Recruitment of CHMP4B by upstream ESCRT proteins. (A) Atto 488–labeled CHMP4B at 300 nM is recruited to Gag puncta by ΔPRD-ALIX at 4 μM. (B) Atto 488–labeled CHMP4B at 300 nM is recruited to Gag puncta by ESCRT-I (100 nM), ESCRT-II (200 nM), and CHMP6 (400 nM). (C) Same protein combination as in B except that ESCRT-II is omitted. (D) Quantification of CHMP4B recruitment to Gag puncta. Statistics of CHMP4B recrutiment was performed as for Fig. 2G, and the table shows added proteins analogously to Fig. 2G. Membrane is red, Gag is white, and fluorphore-labeled CHMP4B is green. Scale bar, 10 μm.

Fig. 4.

Interaction between ESCRT-III subunits. (A) Atto 488–labeled CHMP2A at 100 nM is recruited to a Gag punctum in the presence of ESCRT-I (100 nM), ESCRT-II (200 nM), CHMP6 (400 nM), CHMP4B (300 nM), and CHMP3 (100 nM). (B) Atto 488–labeled CHMP2A at 100 nM is not recruited to a Gag punctum in the presence of ESCRT-I (100 nM), ESCRT-II (200 nM), CHMP6 (400 nM), CHMP4B (300 nM), CHMP3 (100 nM), and unlabeled CHMP2A (100 nM). (C) Quantification of late CHMP recruitment to Gag puncta, analogous to Fig. 2G. The fluorescently labeled CHMP is shown on a green background.

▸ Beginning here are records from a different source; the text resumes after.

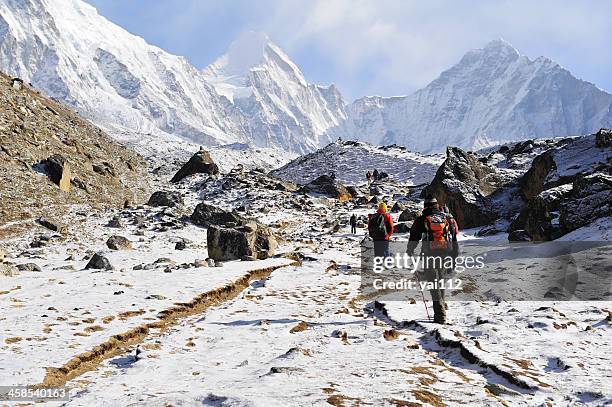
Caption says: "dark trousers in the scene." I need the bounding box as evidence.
[374,240,390,257]
[425,269,446,324]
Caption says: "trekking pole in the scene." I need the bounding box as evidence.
[414,270,431,321]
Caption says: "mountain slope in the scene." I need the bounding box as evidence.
[335,40,612,152]
[203,32,346,153]
[0,0,344,152]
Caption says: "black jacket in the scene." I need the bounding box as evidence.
[406,208,459,256]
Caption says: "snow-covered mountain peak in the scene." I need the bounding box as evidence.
[202,31,308,101]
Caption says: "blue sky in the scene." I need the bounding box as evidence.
[85,0,612,100]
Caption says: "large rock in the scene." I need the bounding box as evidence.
[302,175,352,201]
[190,203,244,227]
[37,218,67,234]
[170,149,219,182]
[207,222,278,261]
[106,235,132,250]
[147,191,183,208]
[40,154,70,192]
[421,147,501,229]
[519,150,557,200]
[595,129,612,148]
[508,173,612,241]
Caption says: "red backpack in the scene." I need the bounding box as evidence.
[425,212,450,250]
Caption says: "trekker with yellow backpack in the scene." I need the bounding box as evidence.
[406,196,459,324]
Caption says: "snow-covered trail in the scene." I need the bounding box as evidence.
[64,242,494,406]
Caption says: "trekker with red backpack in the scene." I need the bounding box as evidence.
[368,202,393,257]
[406,196,459,324]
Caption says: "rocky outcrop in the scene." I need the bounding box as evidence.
[40,154,70,192]
[207,222,278,261]
[0,73,148,235]
[519,150,557,200]
[85,253,113,270]
[302,175,352,201]
[147,191,183,208]
[421,147,502,229]
[106,235,132,250]
[508,173,612,241]
[190,202,245,227]
[170,148,219,182]
[595,129,612,148]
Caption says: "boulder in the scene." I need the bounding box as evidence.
[85,253,113,270]
[207,224,278,264]
[399,208,420,222]
[421,147,502,229]
[170,148,219,182]
[37,218,67,234]
[519,150,557,200]
[595,129,612,148]
[393,222,412,233]
[302,175,352,201]
[147,191,183,208]
[106,235,132,250]
[0,263,19,277]
[391,202,405,213]
[40,154,71,192]
[17,263,42,272]
[190,203,244,227]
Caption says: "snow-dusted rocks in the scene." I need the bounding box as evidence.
[170,148,219,182]
[206,222,278,261]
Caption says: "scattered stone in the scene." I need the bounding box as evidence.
[106,235,132,250]
[145,294,166,301]
[595,129,612,148]
[147,191,183,208]
[190,203,244,227]
[17,263,42,271]
[302,175,352,201]
[106,216,123,229]
[485,383,521,396]
[0,263,19,277]
[170,148,219,182]
[37,218,67,234]
[85,253,113,270]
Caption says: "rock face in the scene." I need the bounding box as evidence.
[421,147,500,229]
[170,149,219,182]
[147,191,183,208]
[0,71,148,234]
[106,235,132,250]
[40,154,70,192]
[302,175,352,201]
[37,218,67,234]
[595,129,612,148]
[207,222,278,261]
[190,202,244,227]
[520,151,557,200]
[85,253,113,270]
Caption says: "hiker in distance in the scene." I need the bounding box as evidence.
[368,202,393,257]
[406,196,459,324]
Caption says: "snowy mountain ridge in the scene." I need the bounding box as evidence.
[0,0,612,154]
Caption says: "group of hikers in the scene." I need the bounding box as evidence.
[350,196,459,324]
[366,168,389,186]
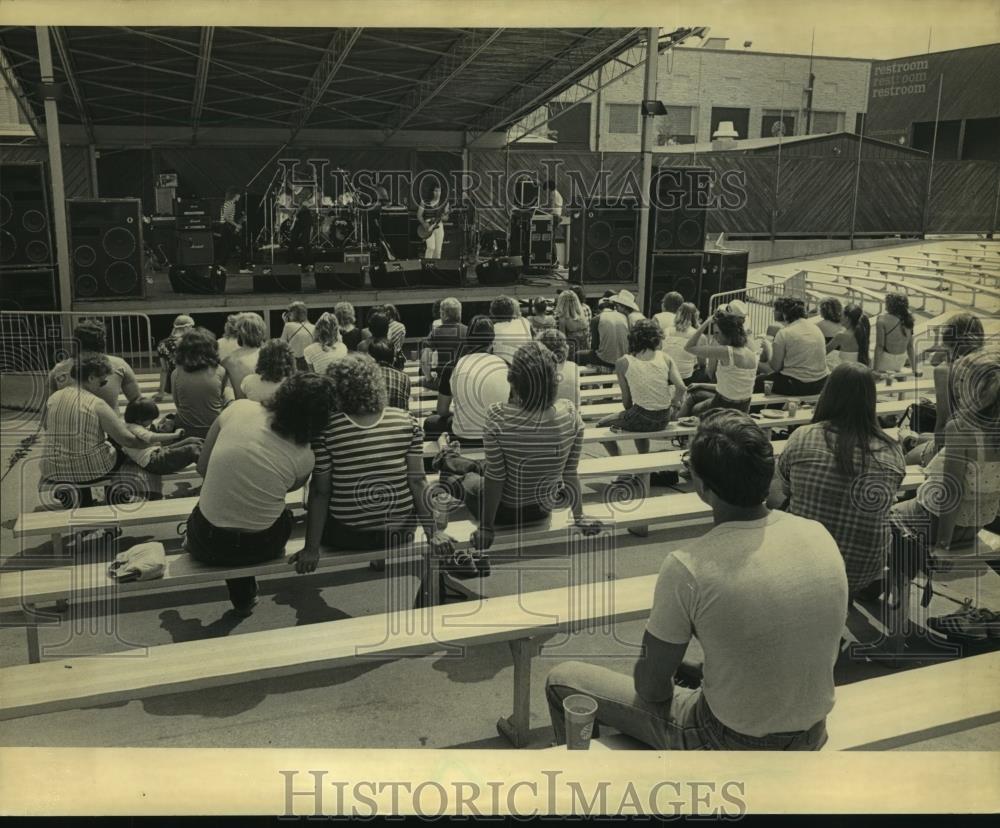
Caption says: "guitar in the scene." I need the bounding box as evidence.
[417,204,451,241]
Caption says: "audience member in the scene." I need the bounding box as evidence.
[302,313,347,375]
[333,302,364,351]
[756,296,830,396]
[546,411,847,750]
[368,339,410,411]
[153,313,194,402]
[125,398,204,475]
[681,309,756,416]
[769,362,906,595]
[826,305,871,371]
[171,328,232,438]
[40,352,144,509]
[875,293,917,373]
[241,336,296,402]
[295,354,453,572]
[555,290,590,362]
[653,290,684,335]
[490,296,534,365]
[424,316,510,443]
[223,313,267,400]
[280,302,314,372]
[439,342,600,550]
[538,328,580,408]
[184,373,334,617]
[48,319,142,414]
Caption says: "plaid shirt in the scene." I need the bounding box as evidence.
[382,365,410,411]
[776,423,906,592]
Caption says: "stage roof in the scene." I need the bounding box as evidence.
[0,27,642,142]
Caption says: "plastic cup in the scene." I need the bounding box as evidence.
[563,693,597,750]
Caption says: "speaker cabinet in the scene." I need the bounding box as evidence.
[649,167,712,253]
[313,262,365,290]
[0,267,59,310]
[476,256,523,287]
[424,259,464,287]
[569,203,639,284]
[697,250,750,318]
[253,264,302,293]
[66,198,145,299]
[643,253,705,316]
[0,164,54,267]
[169,265,226,294]
[176,230,215,267]
[371,259,424,290]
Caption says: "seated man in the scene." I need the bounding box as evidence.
[546,410,847,750]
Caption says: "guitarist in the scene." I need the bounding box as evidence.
[417,184,448,259]
[215,187,242,267]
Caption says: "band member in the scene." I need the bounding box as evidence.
[215,187,241,265]
[417,184,448,259]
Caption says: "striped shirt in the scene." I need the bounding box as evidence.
[312,408,424,529]
[41,383,117,483]
[483,400,583,511]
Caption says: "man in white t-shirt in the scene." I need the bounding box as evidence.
[546,410,847,750]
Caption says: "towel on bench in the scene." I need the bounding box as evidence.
[108,542,167,582]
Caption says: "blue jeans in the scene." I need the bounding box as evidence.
[545,661,827,750]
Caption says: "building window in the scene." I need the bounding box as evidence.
[809,112,844,135]
[608,104,639,135]
[656,104,695,147]
[760,109,795,138]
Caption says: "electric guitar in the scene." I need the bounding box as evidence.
[417,204,451,241]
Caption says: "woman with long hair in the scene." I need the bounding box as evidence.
[302,313,347,375]
[768,362,906,594]
[826,305,872,371]
[875,293,917,373]
[681,310,757,416]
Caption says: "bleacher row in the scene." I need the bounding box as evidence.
[7,247,1000,750]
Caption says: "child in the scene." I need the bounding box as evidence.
[125,397,203,475]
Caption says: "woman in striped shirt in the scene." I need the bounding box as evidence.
[297,354,452,572]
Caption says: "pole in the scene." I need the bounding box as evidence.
[638,26,660,311]
[35,26,73,314]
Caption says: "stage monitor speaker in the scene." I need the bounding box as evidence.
[371,259,424,290]
[696,250,750,319]
[313,262,365,290]
[476,256,524,287]
[643,253,705,317]
[0,164,54,267]
[649,167,712,253]
[169,265,226,294]
[569,202,639,284]
[66,198,145,299]
[176,230,215,267]
[423,259,464,287]
[0,267,59,310]
[253,264,302,293]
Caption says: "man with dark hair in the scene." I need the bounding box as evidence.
[546,410,847,750]
[48,319,142,413]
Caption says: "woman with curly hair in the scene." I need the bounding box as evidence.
[302,313,347,374]
[599,319,685,457]
[184,374,334,618]
[222,313,267,400]
[875,293,917,373]
[241,339,296,402]
[170,328,227,437]
[296,354,452,573]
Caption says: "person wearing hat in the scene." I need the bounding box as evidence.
[153,313,194,402]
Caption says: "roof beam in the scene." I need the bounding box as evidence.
[191,26,215,140]
[382,29,504,144]
[288,28,364,143]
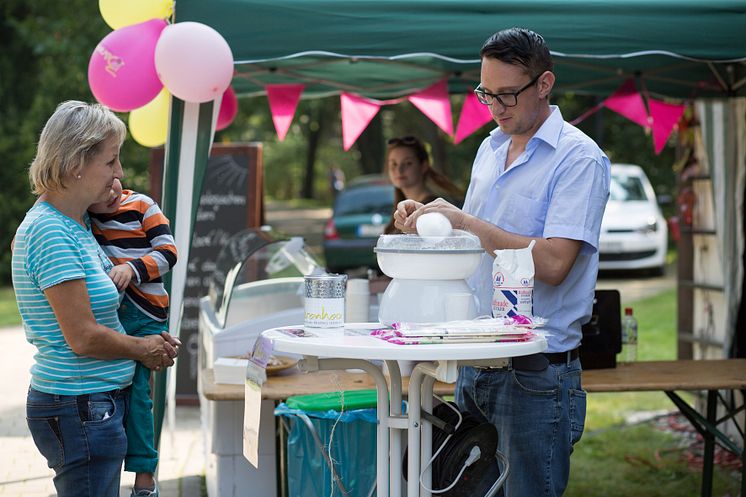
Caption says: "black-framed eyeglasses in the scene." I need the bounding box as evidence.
[474,74,541,107]
[386,135,420,147]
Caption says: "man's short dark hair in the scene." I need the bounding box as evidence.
[479,28,554,76]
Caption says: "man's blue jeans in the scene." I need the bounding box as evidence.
[26,388,129,497]
[456,359,586,497]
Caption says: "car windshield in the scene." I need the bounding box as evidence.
[334,185,394,216]
[609,175,648,202]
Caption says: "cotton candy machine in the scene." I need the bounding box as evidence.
[374,230,484,325]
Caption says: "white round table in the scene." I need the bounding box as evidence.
[262,323,547,497]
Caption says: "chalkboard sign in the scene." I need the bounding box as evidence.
[151,144,263,401]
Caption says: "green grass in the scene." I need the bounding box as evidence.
[565,290,740,497]
[0,287,21,328]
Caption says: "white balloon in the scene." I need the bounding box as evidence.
[417,212,453,237]
[155,22,233,103]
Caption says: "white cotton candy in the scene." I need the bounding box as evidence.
[417,212,453,237]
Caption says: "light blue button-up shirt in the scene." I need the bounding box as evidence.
[464,105,610,352]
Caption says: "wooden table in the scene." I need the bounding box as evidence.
[201,359,746,497]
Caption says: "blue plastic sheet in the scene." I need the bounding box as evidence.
[275,403,378,497]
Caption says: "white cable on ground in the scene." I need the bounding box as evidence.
[326,373,345,497]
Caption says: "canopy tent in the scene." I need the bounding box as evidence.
[175,0,746,98]
[156,0,746,450]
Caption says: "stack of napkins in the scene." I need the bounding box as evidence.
[213,357,249,385]
[371,316,546,345]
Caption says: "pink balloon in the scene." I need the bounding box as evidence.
[88,19,166,112]
[155,22,233,103]
[215,86,238,131]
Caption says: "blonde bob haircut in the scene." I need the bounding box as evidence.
[29,100,127,195]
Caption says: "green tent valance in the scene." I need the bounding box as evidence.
[175,0,746,98]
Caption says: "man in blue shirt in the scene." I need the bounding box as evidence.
[394,28,610,497]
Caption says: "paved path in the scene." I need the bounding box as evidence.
[0,327,204,497]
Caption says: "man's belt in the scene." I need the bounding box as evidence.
[477,348,579,371]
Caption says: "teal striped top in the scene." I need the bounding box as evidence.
[12,202,135,395]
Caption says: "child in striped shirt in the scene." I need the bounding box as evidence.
[88,180,176,497]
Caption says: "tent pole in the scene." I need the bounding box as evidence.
[153,97,215,454]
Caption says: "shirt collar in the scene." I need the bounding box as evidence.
[490,105,565,150]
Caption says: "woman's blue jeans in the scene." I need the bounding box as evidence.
[456,359,586,497]
[26,388,129,497]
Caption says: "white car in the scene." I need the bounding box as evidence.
[599,164,668,275]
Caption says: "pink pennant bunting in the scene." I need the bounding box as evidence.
[264,84,305,141]
[407,79,453,136]
[604,79,650,128]
[339,92,384,150]
[648,98,685,155]
[453,88,492,145]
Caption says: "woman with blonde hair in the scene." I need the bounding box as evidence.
[385,136,463,233]
[12,101,179,497]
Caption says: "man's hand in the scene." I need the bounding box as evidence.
[394,198,467,233]
[394,200,424,233]
[109,264,135,292]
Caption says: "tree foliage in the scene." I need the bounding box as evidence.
[0,0,675,282]
[0,0,148,282]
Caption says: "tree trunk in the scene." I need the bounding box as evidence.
[356,113,384,174]
[300,105,324,198]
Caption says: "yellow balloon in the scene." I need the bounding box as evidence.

Labeled or unlabeled CHMP3, CHMP2A, and CHMP1B are present at 100 nM where marked with an x. In experiments 3, 5, and 7, omission of CHMP3, CHMP2A, and CHMP3 + CHMP2A were compensated by adding the same amount of unlabeled CHMP2A, CHMP3, or CHMP1B, respectively. Membrane is red, Gag is white, and fluorphore-labeled CHMPs are green. Scale bar, 10 μm.

Fig. 5.

Ordered assembly of ESCRTs at HIV-1 budding sites. Schematic depiction of ESCRT-I–dependent (Left) and ALIX-dependent (Right) assembly cascades. The Gag–ESCRT and ESCRT–ESCRT interactions in this model are based on the present study, whereas their three-dimensional arrangement is extrapolated from other available data. The ESCRT-III subunits are thought to drive membrane scission by forming a dome at the membrane neck (30). In the HIV-1 setting, it is not known if the putative dome forms from the inside (as depicted here) or the outside (3). The detailed arrangment of the subunits in the dome is not known. They are depicted here as forming whorls, which provides for all subunits of a given type to maintain equivalent interactions with other subunit types. Concentric circles, each consisting of a unique subunit composition, would also meet this criterion, but a single spiral would not. Because HIV-1 assembly sites in cells will, on average, contain approximately 2,400 Gag molecules at the time of release (52), even the small subset of Gag molecules which expose their p6 domains at the rim of the Gag lattice could provide enough opportunity for the ESCRT-I–mediated and the ALIX-mediated pathways to both contribute to ESCRT-III assembly at the same assembly site.